The development of biopreservation technologies with lactic acid bacteria (LAB) and/or their metabolites represents an additional hurdle in the protection of food against microbial contamination because these bacteria produce several antimicrobial substances, including organic acids, hydrogen peroxide and bacteriocins (Perin et al. 2013). Many bacteriocin-producing LAB strains have been isolated from milk, plants and fermented dairy, vegetable and meats products, many of which have been identified and characterized (Zhang et al. 2018). Studies have demonstrated that bacteriocin from LAB has considerable inhibitory activity against pathogenic and spoilage microorganisms in food such as L. monocytogenes (Zommiti et al. 2018).
Contrary to other bacteriocins, enterocins (produced by Enterococcus sp.) have attracted technological and scientific interest because they exhibit antimicrobial activity against important foodborne pathogens, included Gram positive and negative bacteria, making this peptide of great interest to industry (Schittler et al. 2019). In addition, the search for new enterocin-producing isolates against specific targets or greater action spectra has been constantly highlighted.
Enterocins are found within class I, IIa, IIc and III bacteriocins (Masias et al. 2017), and the cytoplasmic membrane is their primary target. Similar to most bacteriocins, they form pores and thereby deplete transmembrane potential and/or a pH gradient, resulting in cell death. Enterocins show high activity, particularly against Listeria species at low concentrations (Schittler et al. 2019). However, low levels of bacteriocins secreted from natural strains do not meet the requirements of industrial-scale production and have limited applications.
The Listeria genus can be found as a contaminant in meat, milk and other food processing facilities, and the most important species is L. monocytogenes, which causes septicemia, meningitis, encephalitis or death/stillbirth of neonates, especially in high-risk groups in humans (including immunocompromised persons and the elderly) (Khademi and Sahebkar 2019).
Relevant information that must be investigated includes possible bacteriocins that the strains are able to produce, which can be assessed by the identification of specific genes that are related to known bacteriocins and thermal and protease resistance, followed by the inhibitory spectrum (Perin et al. 2013). These data can justify further studies with purified bacteriocins to investigate the diversity of characteristics that allow their use in the food industry as biopreservatives.
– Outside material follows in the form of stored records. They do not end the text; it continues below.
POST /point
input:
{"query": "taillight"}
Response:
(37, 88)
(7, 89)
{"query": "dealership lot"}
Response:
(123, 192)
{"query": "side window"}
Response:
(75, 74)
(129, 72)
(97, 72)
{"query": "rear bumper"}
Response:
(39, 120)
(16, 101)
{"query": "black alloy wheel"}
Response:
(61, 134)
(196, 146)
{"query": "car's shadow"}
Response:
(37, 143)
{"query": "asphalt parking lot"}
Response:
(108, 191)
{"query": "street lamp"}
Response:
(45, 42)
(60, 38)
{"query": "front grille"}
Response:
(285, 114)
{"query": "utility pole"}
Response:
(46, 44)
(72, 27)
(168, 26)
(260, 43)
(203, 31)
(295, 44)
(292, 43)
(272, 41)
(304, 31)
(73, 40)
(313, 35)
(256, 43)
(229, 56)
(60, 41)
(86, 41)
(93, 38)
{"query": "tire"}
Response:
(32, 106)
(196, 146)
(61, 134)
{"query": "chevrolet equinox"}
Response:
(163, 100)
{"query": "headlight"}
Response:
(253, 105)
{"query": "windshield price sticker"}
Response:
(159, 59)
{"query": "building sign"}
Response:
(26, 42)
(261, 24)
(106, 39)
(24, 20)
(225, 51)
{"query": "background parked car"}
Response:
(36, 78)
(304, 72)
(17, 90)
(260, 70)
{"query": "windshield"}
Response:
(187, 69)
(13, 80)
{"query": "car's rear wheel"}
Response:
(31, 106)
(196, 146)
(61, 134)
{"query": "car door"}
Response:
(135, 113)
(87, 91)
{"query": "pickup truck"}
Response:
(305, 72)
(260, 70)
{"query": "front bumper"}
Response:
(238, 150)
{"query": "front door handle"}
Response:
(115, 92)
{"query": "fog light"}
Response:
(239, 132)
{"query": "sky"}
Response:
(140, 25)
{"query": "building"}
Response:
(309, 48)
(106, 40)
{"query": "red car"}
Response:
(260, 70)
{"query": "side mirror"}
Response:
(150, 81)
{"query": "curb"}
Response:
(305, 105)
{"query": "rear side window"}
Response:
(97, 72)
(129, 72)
In this study, we focused on the isolation and analysis of inhibitory effects of enterocins that are produced by Enterococcus spp. isolates that were obtained from food and environment where common foodborne pathogens strains originate. The inhibitory effect of cell-free culture supernatants (CFSs) was tested against several foodborne microorganisms.
Materials and methods
Bacterial strains, storage conditions and inoculum
Five Enterococcus faecium (Efm20, Efm22, Efm24, Efm25 and Ent22) and two E. faecalis (Efs27, Efs18) were used. Strains Efm20, Efm22, Efm24, Efm25 and Efs27 were obtained from distinct food (soft cheese) samples over a period of 1 year from 2011 to 2012 as described elsewhere (Furlaneto-Maia et al. 2014). E. faecium Ent22 and E. faecalis Efs18 were obtained from environmental samples (water). These strains were identified using molecular approaches, as previously described (Furlaneto-Maia et al. 2014). Strains demonstrated in vitro antagonistic activity against the indicator strain of Listeria innocua (Ogaki et al. 2016). Other strains were foodborne pathogens and food spoilage (Table 3). Strains belong to the Laboratory of Basic and Applied Microbiology (LAMBA) of the Federal University of Technology—Paraná (Londrina, PR, Brazil) and were maintained at − 80 °C. Before use, frozen stock was inoculated into 10 mL in De Man, Rogosa and Sharpe (MRS) (Enterococcus strains) and brain heart infusion (BHI) broth (Neogen Culture Media, USA) and incubated at 37 °C for 24 h.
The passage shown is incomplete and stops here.